Optimism in the 1980s over Hong Kong's political integration with China was built on several pillars. Foremost was the assurance that the "no change for 50 years" policy was not whimsical but based on solid analysis of China's long-term overall development up to 2050.

On April 16, 1987, Deng Xiaoping, then paramount leader and architect of the unification model, explained that by 2050, China would have caught up with the United States economically, thereby removing a major concern of most Hong Kongers about the huge economic gap between their city and the mainland then.

More importantly, Deng had envisaged that China would be carrying out political reform in tandem with economic ones, so that by 2050 it would have universal suffrage. This was what he said in 1987: "I have told a foreign guest that in the next century, or half a century later, we could have universal suffrage. Right now, universal suffrage is practised only at the grassroots level. At county-level and above, it is still indirect election."

At the time, most people read this as Deng's timetable for political reform. This statement went a long way to set people's minds at ease because it removed another worry about the huge political gulf between the two places.

Then there was the tacit recognition that the SAR was worthy of China's emulation.

On June 3, 1988 at his meeting with a group of international scholars, Deng said it would take China 50 years in the next (21st) century to develop itself into an advanced country. To achieve this aim, "China needs to create several Hong Kongs within the mainland".
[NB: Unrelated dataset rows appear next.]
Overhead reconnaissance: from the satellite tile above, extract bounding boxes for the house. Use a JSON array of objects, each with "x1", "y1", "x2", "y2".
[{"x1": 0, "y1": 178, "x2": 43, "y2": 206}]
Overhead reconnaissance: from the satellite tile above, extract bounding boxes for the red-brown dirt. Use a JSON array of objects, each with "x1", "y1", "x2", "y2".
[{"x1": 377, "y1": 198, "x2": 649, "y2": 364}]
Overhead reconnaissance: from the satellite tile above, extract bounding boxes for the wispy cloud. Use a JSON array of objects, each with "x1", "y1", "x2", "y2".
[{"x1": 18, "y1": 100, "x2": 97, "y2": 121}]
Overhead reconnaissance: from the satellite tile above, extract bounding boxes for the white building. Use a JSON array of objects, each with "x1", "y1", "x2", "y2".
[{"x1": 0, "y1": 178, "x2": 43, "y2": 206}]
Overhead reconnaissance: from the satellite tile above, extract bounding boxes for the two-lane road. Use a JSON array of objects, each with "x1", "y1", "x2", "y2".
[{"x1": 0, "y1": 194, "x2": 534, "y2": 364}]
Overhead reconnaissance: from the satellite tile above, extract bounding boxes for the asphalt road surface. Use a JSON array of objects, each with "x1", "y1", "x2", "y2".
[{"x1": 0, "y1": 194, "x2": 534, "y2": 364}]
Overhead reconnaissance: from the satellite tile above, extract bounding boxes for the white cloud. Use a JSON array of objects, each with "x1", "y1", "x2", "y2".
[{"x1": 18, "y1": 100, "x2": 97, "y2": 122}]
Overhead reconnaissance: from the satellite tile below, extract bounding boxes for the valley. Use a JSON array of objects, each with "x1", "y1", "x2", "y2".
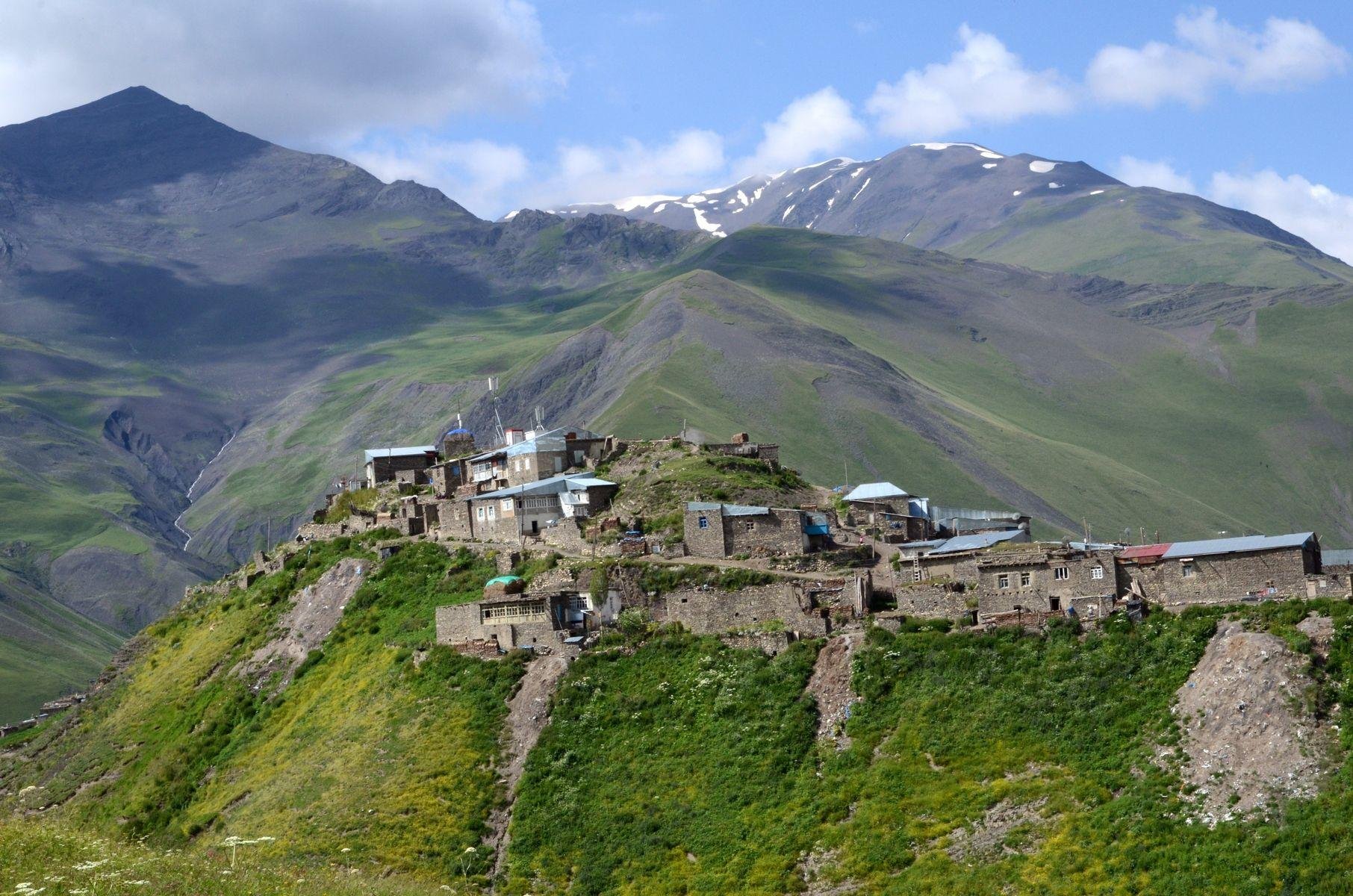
[{"x1": 0, "y1": 88, "x2": 1353, "y2": 730}]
This statement that there was a need to "create several Hong Kongs" showed that Deng endorsed the political and economic system of the then British colony, which though it did not have democratic elections had several democratic institutions such as rule of law, freedom of speech and freedom of association.

This positive attitude towards Hong Kong, as well as Deng's blueprint for universal suffrage in China by 2050, suggests that the supreme leader had envisaged a gradual convergence of the two systems within 50 years in favour of the Hong Kong system.

Finally, Deng's very liberal and undogmatic approach towards ideological differences also raised optimism. His treatment of patriotism is a case in point.

In a speech in June 1984, Deng defined what a patriot was, in reference to Hong Kongers: "A patriot is one who respects the Chinese nation, sincerely supports the motherland's resumption of sovereignty over Hong Kong and wishes not to impair Hong Kong's prosperity and stability. Those who meet these requirements are patriots, whether they believe in capitalism or feudalism or even slavery. We don't demand that they be in favour of China's socialist system; we only ask them to love the motherland and Hong Kong."

This assured the people of Hong Kong that Beijing would not impose its ideology on the SAR, and was hence a great source of optimism.

But all these pillars of optimism were knocked down by the Tiananmen incident.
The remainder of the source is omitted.